Kota u nas w tym problem ze Fabian na razie robil to bardziej na zasadzie wlasnie co moze a czego nie, ale ja zawsze go stopowalam i niestety to nie pomoglo;/ No i teraz to robi czasami dla zabawy a czasami zlosliwie.. Np zdarzaja sie sytuacje ze bawi sie z Marika i ja uderzy;/ Ona wie ze oddac mu nie moze i wtedy ona biedna placze, a u nas jest tak ze jak tylko zaczyna plakac Marika to placze od razu Fabian.. Nie wiem juz co mam robic- ale czuje ze robi sie coraz ciekawiej;/
No i u nas Fabian tez jest mega uparty i domaga sie swojego a jak nie to placz,krzyk itp.
Mimo ze jestem mama dwjki maluchow to z Marika nie mialam takich problemow,bo ona byla bardzo grzeczna, poukladana itp nie mialam takich akcji;/ Dopiero niedawno zaczela sie stawiac.. Ale nadal wie czego nie wolno a na co moze sobie pozwolic.. No i teraz biedna jest na tej przegranej pozycji bo ona wie ze nie wolno bic, szczypac, oddawac itp a Fabian to chyba wykorzystuje;/
Freyia masz zalatwione
Nastazja sprobowalabym z tym placzem ale mlody na placz kogos reaguje placzem..Naet jak blismy w szpitalu i jakies dziecko plakalo to on robil usta w podkowke i juz buczal a byl mniejszy. teraz jak Marika placze to on tez.. ehh
Inka Marika nie ma jeszcze dwoch lat ale bunt dwulatka chyba juz przeszlysmy - tzn mam nadzieje ze to bylo to bo czgos gorszego to ja nie zniose.

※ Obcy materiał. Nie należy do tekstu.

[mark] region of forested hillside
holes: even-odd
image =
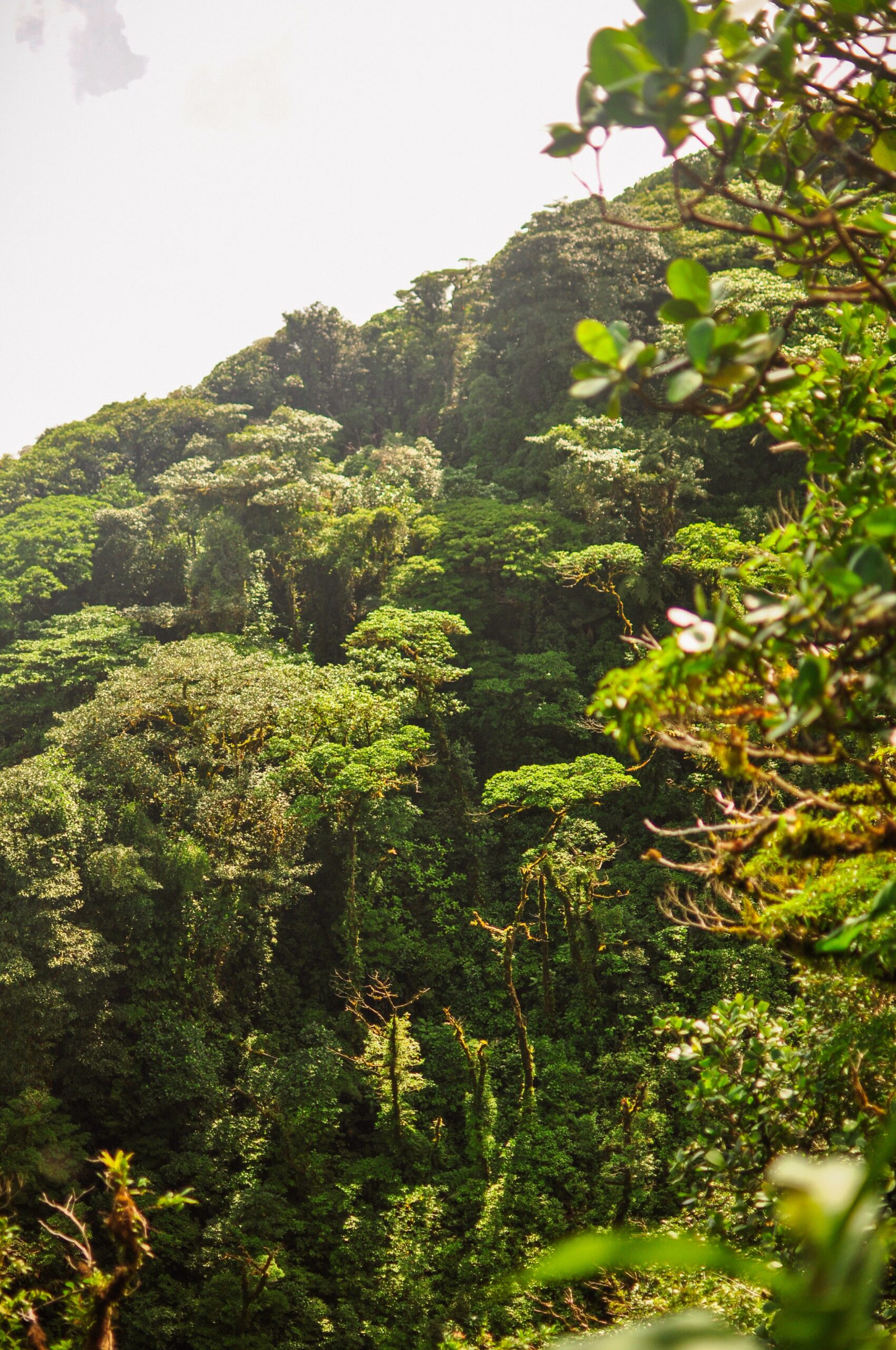
[[[611,220],[552,207],[366,324],[287,313],[0,460],[0,1346],[108,1350],[113,1318],[125,1350],[515,1346],[699,1300],[762,1323],[725,1264],[510,1278],[584,1227],[769,1247],[769,1161],[861,1149],[896,1069],[887,952],[814,956],[892,873],[893,695],[853,645],[883,702],[830,695],[842,753],[799,741],[835,660],[803,612],[784,649],[803,405],[789,432],[708,408],[752,367],[714,385],[694,329],[690,381],[640,398],[623,342],[664,302],[715,323],[711,277],[725,340],[784,321],[781,390],[884,350],[877,390],[892,358],[870,304],[851,338],[792,309],[761,228],[677,211],[668,173]],[[586,316],[610,416],[569,394]],[[872,467],[880,501],[839,479],[812,512],[893,516]],[[891,516],[812,614],[880,605]]]

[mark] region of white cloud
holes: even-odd
[[[291,99],[286,82],[289,50],[266,47],[224,66],[204,66],[186,89],[184,113],[194,127],[239,131],[260,123],[287,122]]]
[[[84,15],[84,26],[72,34],[69,47],[76,99],[124,89],[146,74],[147,59],[131,50],[116,0],[67,3]]]
[[[32,51],[38,51],[43,46],[45,26],[43,0],[23,4],[16,19],[16,42],[24,42]]]

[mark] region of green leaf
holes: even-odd
[[[596,398],[596,396],[602,394],[606,389],[609,389],[611,383],[613,381],[607,379],[606,377],[594,377],[591,379],[576,379],[569,393],[572,394],[573,398]]]
[[[684,400],[690,398],[702,383],[703,375],[699,370],[694,370],[691,367],[688,367],[688,370],[680,370],[677,375],[672,375],[665,397],[671,404],[684,402]]]
[[[575,328],[576,342],[592,360],[599,360],[605,366],[615,366],[619,352],[613,339],[613,333],[606,324],[596,319],[582,319]]]
[[[555,122],[553,126],[548,127],[548,131],[551,132],[551,143],[544,147],[541,154],[551,155],[552,159],[565,159],[578,154],[588,139],[584,131],[571,127],[568,122]]]
[[[841,926],[835,927],[833,933],[829,933],[827,937],[820,938],[815,944],[815,954],[841,956],[843,952],[849,952],[856,938],[864,933],[866,927],[866,914],[846,919],[845,923],[841,923]]]
[[[791,687],[795,703],[808,703],[824,693],[829,663],[823,656],[804,656]]]
[[[621,39],[622,34],[617,28],[599,28],[588,49],[591,78],[607,90],[638,73],[632,49]]]
[[[710,274],[694,258],[676,258],[665,274],[665,282],[676,300],[690,300],[702,315],[712,308]]]
[[[667,300],[660,306],[660,319],[664,324],[685,324],[688,319],[699,319],[700,310],[692,300]]]
[[[677,69],[684,61],[691,27],[681,0],[640,0],[641,40],[660,65]]]
[[[711,319],[698,319],[685,332],[688,355],[698,370],[706,370],[706,363],[712,355],[715,339],[715,324]]]

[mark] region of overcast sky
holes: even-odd
[[[579,196],[544,127],[630,8],[0,0],[0,452],[197,382],[285,309],[363,320]],[[607,190],[660,163],[626,134]]]

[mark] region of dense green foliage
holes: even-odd
[[[765,144],[0,462],[0,1346],[884,1335],[892,1127],[792,1150],[896,1071],[896,132],[800,8],[645,0],[551,150]]]

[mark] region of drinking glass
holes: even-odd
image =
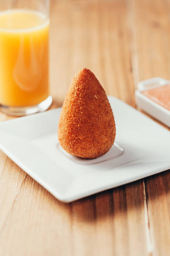
[[[0,109],[25,115],[47,109],[50,0],[0,0]]]

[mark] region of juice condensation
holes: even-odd
[[[0,12],[0,104],[31,106],[49,96],[49,28],[38,12]]]

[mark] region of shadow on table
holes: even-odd
[[[91,222],[117,215],[123,219],[131,211],[134,211],[135,218],[141,218],[141,214],[144,218],[145,205],[148,200],[166,196],[170,192],[170,172],[166,171],[71,203],[55,200],[63,210],[68,211],[72,220],[81,222]]]

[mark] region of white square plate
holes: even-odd
[[[109,100],[116,125],[115,142],[124,149],[115,158],[107,157],[109,152],[106,161],[81,164],[63,154],[57,146],[60,108],[0,123],[0,148],[65,202],[169,169],[169,131],[118,99]]]

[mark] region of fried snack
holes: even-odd
[[[75,76],[61,113],[58,136],[68,153],[92,159],[113,145],[116,128],[105,92],[95,75],[86,68]]]

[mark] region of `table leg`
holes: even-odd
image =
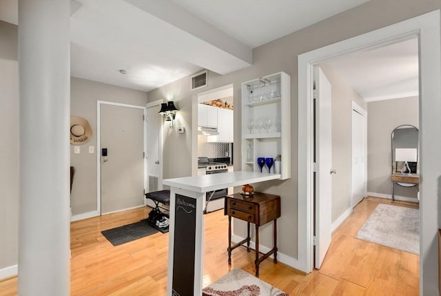
[[[232,217],[228,216],[228,264],[232,264]]]
[[[392,182],[392,201],[395,201],[395,182]]]
[[[274,219],[274,263],[277,263],[277,219]]]
[[[247,222],[247,252],[249,252],[251,250],[249,248],[249,241],[251,241],[251,238],[249,237],[249,222]]]
[[[259,226],[256,225],[256,277],[259,277]]]

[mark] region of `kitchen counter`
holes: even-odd
[[[167,295],[202,295],[205,193],[280,178],[280,175],[238,171],[163,181],[170,186]]]
[[[258,172],[231,172],[203,176],[166,179],[164,185],[196,193],[206,193],[228,187],[280,179],[280,175]]]

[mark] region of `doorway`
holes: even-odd
[[[101,215],[145,205],[145,115],[143,106],[97,102]]]
[[[366,196],[367,112],[352,102],[351,208],[353,208]]]
[[[439,81],[441,79],[440,57],[440,11],[434,11],[420,17],[410,19],[382,29],[360,35],[351,39],[319,48],[298,56],[298,258],[303,265],[305,271],[311,272],[313,267],[312,256],[312,123],[311,123],[311,94],[308,90],[312,84],[311,68],[314,65],[335,58],[349,52],[361,49],[373,48],[380,45],[397,42],[407,38],[417,36],[420,43],[420,126],[434,126],[436,123],[436,132],[441,132],[441,120],[439,114],[441,106],[438,101],[441,97]],[[436,63],[434,63],[436,61]],[[436,65],[434,66],[434,65]],[[301,132],[300,132],[301,131]],[[306,132],[305,132],[306,131]],[[432,134],[433,134],[432,130]],[[420,222],[426,226],[421,228],[420,233],[420,292],[427,286],[427,290],[432,290],[434,282],[438,282],[436,277],[430,275],[438,274],[436,246],[438,224],[431,224],[431,221],[438,221],[437,199],[438,176],[435,173],[441,162],[437,158],[441,149],[441,141],[438,139],[433,142],[429,139],[430,135],[423,132],[420,135],[421,144],[420,173],[424,175],[424,182],[420,188]],[[427,159],[424,162],[424,159]],[[430,161],[430,159],[436,161]],[[435,176],[431,176],[435,174]],[[423,195],[427,198],[423,199]],[[423,264],[424,262],[424,264]],[[425,275],[423,278],[422,275]]]

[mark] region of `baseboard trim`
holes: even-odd
[[[337,229],[337,228],[338,226],[340,226],[340,225],[343,223],[343,221],[345,221],[345,219],[346,218],[347,218],[348,217],[349,217],[349,215],[351,215],[352,213],[352,208],[349,208],[347,210],[346,210],[345,211],[345,213],[343,213],[338,218],[337,218],[337,219],[336,221],[334,221],[332,223],[331,225],[331,231],[334,233],[334,230],[335,230],[336,229]]]
[[[0,269],[0,280],[15,277],[19,273],[19,266],[13,265]]]
[[[94,210],[92,212],[83,213],[83,214],[74,215],[70,218],[70,221],[83,220],[85,219],[93,218],[94,217],[99,216],[99,212]]]
[[[112,212],[107,212],[107,213],[101,213],[101,215],[114,214],[115,213],[125,212],[126,210],[134,210],[135,208],[144,208],[145,206],[145,205],[143,205],[143,204],[141,204],[139,206],[131,206],[130,208],[126,208],[122,210],[112,210]]]
[[[240,241],[244,239],[245,237],[241,237],[238,235],[232,235],[232,241],[234,243]],[[249,246],[252,248],[255,248],[256,244],[254,243],[254,241],[251,241],[249,244]],[[259,246],[259,252],[262,252],[265,253],[269,252],[270,250],[271,250],[271,248],[268,248],[262,245]],[[271,255],[271,256],[269,256],[269,257],[274,258],[274,256]],[[277,251],[277,261],[278,262],[281,262],[284,264],[286,264],[289,267],[292,267],[293,268],[295,268],[299,271],[306,273],[306,271],[303,270],[301,264],[298,262],[298,259],[291,256],[288,256],[287,255],[283,254],[283,253],[280,253],[279,251]]]
[[[387,199],[392,199],[392,195],[385,195],[384,193],[367,193],[367,195],[372,197],[380,197],[380,198],[385,198]],[[395,195],[395,200],[399,200],[400,201],[409,201],[409,202],[415,202],[418,203],[418,199],[416,197],[402,197],[400,195]]]

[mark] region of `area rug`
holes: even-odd
[[[240,268],[234,268],[202,290],[202,296],[289,296]]]
[[[419,213],[417,209],[380,204],[356,237],[419,255]]]
[[[104,237],[114,246],[119,246],[135,239],[156,233],[158,230],[149,225],[147,219],[101,231]]]

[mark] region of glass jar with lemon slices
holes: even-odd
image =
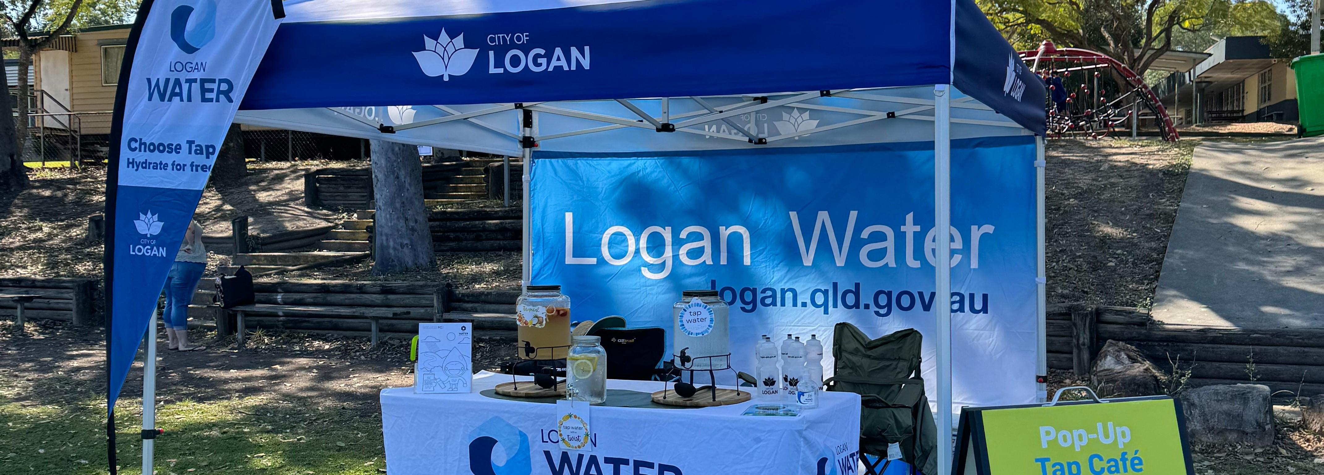
[[[600,336],[576,336],[565,357],[565,394],[573,401],[606,401],[606,351]],[[573,388],[573,389],[572,389]]]

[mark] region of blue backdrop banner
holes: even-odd
[[[736,369],[760,335],[878,337],[952,306],[953,404],[1035,401],[1035,146],[952,143],[952,294],[933,295],[933,144],[675,153],[535,152],[534,284],[561,284],[572,320],[663,327],[682,290],[731,304]],[[670,347],[669,347],[670,348]],[[670,356],[667,356],[670,359]],[[932,340],[924,341],[929,394]]]

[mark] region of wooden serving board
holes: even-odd
[[[663,396],[666,398],[663,398]],[[736,389],[722,389],[718,388],[718,400],[712,400],[711,389],[700,389],[694,393],[692,397],[681,397],[675,390],[666,389],[653,393],[653,402],[663,404],[669,406],[686,406],[686,408],[711,408],[711,406],[727,406],[732,404],[741,404],[749,401],[749,393]]]
[[[496,394],[510,397],[557,397],[565,394],[565,381],[557,381],[551,388],[539,386],[534,381],[519,381],[518,385],[519,389],[515,389],[514,381],[498,384]]]

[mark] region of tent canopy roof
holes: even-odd
[[[244,110],[955,85],[1033,132],[1045,126],[1042,82],[973,0],[302,0],[285,8]]]

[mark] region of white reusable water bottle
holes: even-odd
[[[759,341],[759,345],[755,348],[755,356],[759,357],[759,365],[755,370],[755,378],[757,380],[755,400],[761,402],[784,402],[786,397],[781,392],[781,370],[777,369],[780,353],[777,353],[777,345],[772,343],[768,335],[764,335],[763,340]]]
[[[786,370],[790,369],[790,347],[796,344],[796,340],[790,339],[790,333],[786,333],[786,339],[781,340],[781,390],[789,392],[786,388]],[[789,393],[788,393],[789,394]]]
[[[800,409],[818,408],[818,388],[822,388],[824,367],[818,360],[805,361],[796,384],[796,404]]]

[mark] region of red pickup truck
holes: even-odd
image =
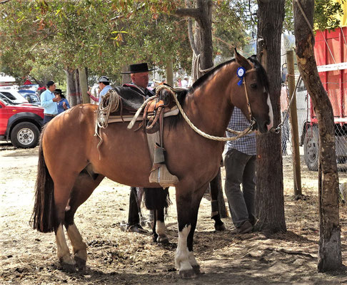
[[[34,147],[44,125],[44,108],[31,104],[12,105],[0,99],[0,140],[16,147]]]

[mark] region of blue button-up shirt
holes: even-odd
[[[107,93],[107,91],[109,91],[109,90],[110,90],[111,88],[111,87],[110,85],[106,85],[105,87],[104,87],[104,88],[101,90],[101,91],[99,94],[99,96],[100,97],[104,96]]]
[[[233,115],[231,115],[231,118],[230,119],[229,124],[228,125],[228,128],[233,130],[243,131],[249,126],[249,124],[250,123],[248,121],[242,111],[238,108],[235,107]],[[226,136],[228,138],[231,138],[236,137],[236,135],[226,132]],[[226,145],[228,147],[228,151],[232,148],[234,148],[239,152],[246,153],[246,155],[256,155],[256,133],[251,133],[249,135],[240,138],[237,140],[229,140],[226,142]]]
[[[58,108],[56,102],[53,101],[56,96],[49,90],[46,90],[41,94],[41,105],[44,107],[45,114],[56,115],[58,114]]]

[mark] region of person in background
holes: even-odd
[[[145,98],[148,98],[155,95],[155,93],[148,89],[149,76],[149,72],[155,70],[156,68],[149,69],[147,63],[131,64],[129,66],[129,71],[122,73],[122,74],[130,73],[131,82],[130,83],[124,84],[123,86],[128,87],[132,90],[138,92]],[[158,195],[165,195],[168,192],[164,191],[163,188],[148,188],[153,190],[150,192],[158,193]],[[140,224],[140,214],[141,214],[141,197],[143,194],[144,189],[139,187],[130,187],[130,198],[129,198],[129,212],[128,216],[128,223],[125,227],[121,227],[124,230],[129,232],[147,233]],[[156,192],[158,191],[158,192]],[[151,195],[151,194],[150,194]],[[154,194],[156,195],[156,194]],[[156,197],[159,198],[159,197]]]
[[[241,110],[235,107],[228,128],[242,131],[249,122]],[[227,137],[236,135],[228,132]],[[231,219],[236,229],[233,234],[246,234],[256,223],[254,201],[256,197],[256,133],[227,142],[224,160],[226,168],[225,192],[229,204]],[[242,191],[240,185],[242,183]]]
[[[49,81],[47,82],[47,90],[40,95],[41,105],[44,107],[44,125],[46,124],[58,114],[58,98],[54,94],[56,83]]]
[[[60,114],[64,110],[70,108],[70,104],[69,103],[67,99],[65,98],[65,95],[63,94],[61,89],[56,89],[54,90],[54,94],[58,98],[58,114]]]
[[[110,80],[106,76],[101,76],[99,79],[99,88],[100,88],[99,98],[96,98],[91,95],[91,91],[87,91],[88,95],[95,102],[99,102],[101,96],[104,96],[111,88],[110,86]]]
[[[183,80],[181,81],[182,88],[186,88],[188,87],[188,76],[184,76]]]

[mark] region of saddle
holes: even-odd
[[[149,181],[159,183],[163,187],[173,186],[178,182],[177,177],[171,175],[166,167],[166,150],[163,147],[164,117],[177,115],[179,112],[173,98],[175,95],[166,88],[161,86],[156,95],[147,100],[145,100],[145,96],[128,87],[119,86],[111,89],[101,98],[96,125],[96,134],[101,139],[98,134],[98,128],[106,128],[110,123],[131,120],[128,126],[130,129],[134,120],[142,120],[135,131],[142,127],[147,134],[153,162]],[[98,147],[101,142],[102,139]]]

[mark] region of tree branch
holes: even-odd
[[[175,14],[180,17],[191,17],[196,20],[201,17],[201,12],[194,8],[180,8],[176,10]]]

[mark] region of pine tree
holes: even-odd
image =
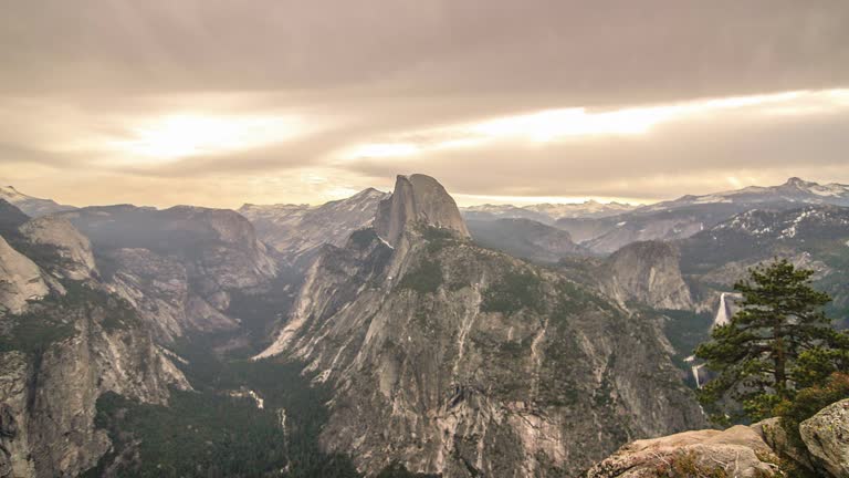
[[[831,328],[822,311],[831,299],[811,288],[814,273],[776,260],[750,269],[748,278],[734,285],[743,295],[741,310],[695,351],[716,374],[701,391],[702,403],[714,411],[722,403],[743,406],[736,416],[717,417],[769,416],[778,403],[793,399],[800,385],[825,380],[840,366],[845,335]]]

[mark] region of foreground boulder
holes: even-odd
[[[722,432],[704,429],[631,441],[585,477],[771,477],[778,476],[777,461],[756,427],[737,425]]]
[[[808,453],[836,477],[849,476],[849,398],[834,403],[799,425]]]

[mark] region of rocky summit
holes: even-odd
[[[268,356],[332,387],[322,444],[369,474],[574,476],[628,439],[703,424],[649,320],[475,246],[422,175],[325,247]]]
[[[771,258],[845,319],[847,209],[810,199],[838,189],[591,214],[461,214],[419,174],[239,212],[0,199],[0,477],[841,477],[845,401],[711,429],[690,356]]]

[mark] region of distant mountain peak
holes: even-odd
[[[15,189],[14,186],[0,186],[0,199],[6,199],[31,217],[75,209],[73,206],[61,205],[52,199],[41,199],[25,195]]]
[[[392,195],[377,207],[375,228],[378,236],[396,245],[412,224],[426,224],[471,237],[457,202],[438,180],[421,174],[398,175]]]

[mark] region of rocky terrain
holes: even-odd
[[[239,212],[256,228],[259,238],[290,264],[307,264],[325,245],[343,246],[350,233],[368,226],[386,193],[365,189],[322,206],[244,205]]]
[[[224,209],[90,207],[61,214],[91,238],[107,285],[166,342],[238,328],[233,293],[268,291],[277,272],[251,224]]]
[[[780,211],[809,205],[849,206],[849,186],[790,178],[779,186],[683,196],[614,216],[564,217],[555,226],[595,252],[611,253],[635,241],[685,239],[752,209]]]
[[[633,242],[605,261],[601,290],[619,304],[650,304],[654,309],[690,310],[693,300],[681,276],[680,252],[660,241]]]
[[[537,262],[557,262],[567,256],[588,254],[568,232],[531,219],[467,220],[479,245]]]
[[[167,402],[188,388],[133,308],[96,279],[87,240],[56,217],[0,238],[0,476],[73,477],[109,449],[105,392]],[[28,257],[25,254],[31,254]]]
[[[30,217],[46,216],[53,212],[75,209],[73,206],[61,205],[53,199],[41,199],[19,193],[12,186],[0,186],[0,199],[6,200]]]
[[[801,445],[792,445],[777,418],[771,418],[636,440],[593,466],[585,478],[652,478],[673,470],[675,476],[790,477],[796,471],[787,469],[787,460],[814,476],[849,476],[849,399],[822,408],[799,432]]]
[[[244,443],[268,446],[277,469],[326,460],[333,476],[578,476],[635,439],[588,476],[654,476],[673,461],[730,470],[731,457],[741,476],[773,472],[787,455],[774,424],[684,432],[705,423],[682,380],[698,364],[683,360],[733,312],[733,282],[774,257],[817,270],[829,313],[846,320],[843,189],[792,179],[625,212],[461,212],[436,179],[411,175],[391,195],[244,216],[124,205],[34,219],[0,198],[0,477],[76,476],[104,456],[97,476],[120,476],[150,460],[138,441],[161,437],[116,425],[128,408],[95,424],[98,397],[114,394],[168,404],[153,415],[163,424],[178,407],[192,427],[206,406],[247,413],[221,396],[274,407],[252,412],[274,418],[244,425],[255,440]],[[249,364],[228,355],[258,351]],[[184,373],[203,391],[175,405]],[[795,456],[809,468],[842,472],[843,412],[800,427]],[[205,460],[221,434],[195,443],[191,429],[180,439]],[[314,448],[275,455],[262,436],[281,433]],[[232,444],[216,446],[219,466]]]
[[[661,342],[650,320],[476,247],[444,189],[413,175],[374,228],[324,248],[261,356],[332,385],[322,443],[365,471],[570,476],[703,423]]]
[[[546,225],[565,218],[604,218],[636,209],[637,206],[620,202],[587,200],[575,204],[537,204],[530,206],[481,205],[460,208],[468,220],[531,219]]]

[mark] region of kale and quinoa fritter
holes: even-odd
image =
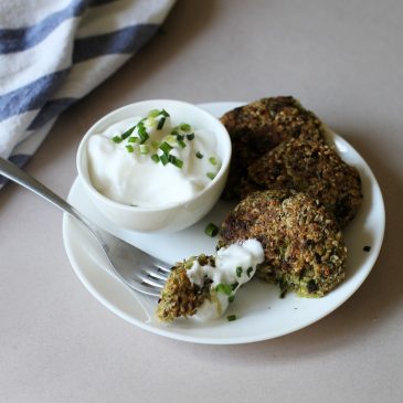
[[[344,278],[347,250],[333,216],[305,193],[257,191],[224,221],[219,247],[256,238],[265,262],[256,275],[280,286],[282,294],[321,297]]]
[[[262,98],[221,117],[232,140],[232,161],[224,198],[240,198],[247,167],[290,138],[321,138],[321,121],[291,96]]]
[[[291,138],[262,156],[248,169],[242,193],[294,189],[318,200],[341,226],[362,202],[361,179],[322,139]]]
[[[162,321],[172,321],[179,317],[193,316],[198,308],[210,298],[211,280],[206,279],[203,287],[192,284],[187,271],[192,267],[193,262],[201,265],[214,265],[212,256],[192,256],[187,261],[177,263],[161,291],[157,306],[157,317]]]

No jakas masakra istna, juz nie dawalam sobie rady z ta moja cholera, teraz juz sie uspokoila ale ogolnie ona jako niemowlak byla grzeczna, paukladana a po roczku jakis diabelek sie z niej zrobil i ogolnie nie jest grzecznym dzieckiem tzn slucha sie ale ma tyyllle energi ze czasami jest nie do olkieznania.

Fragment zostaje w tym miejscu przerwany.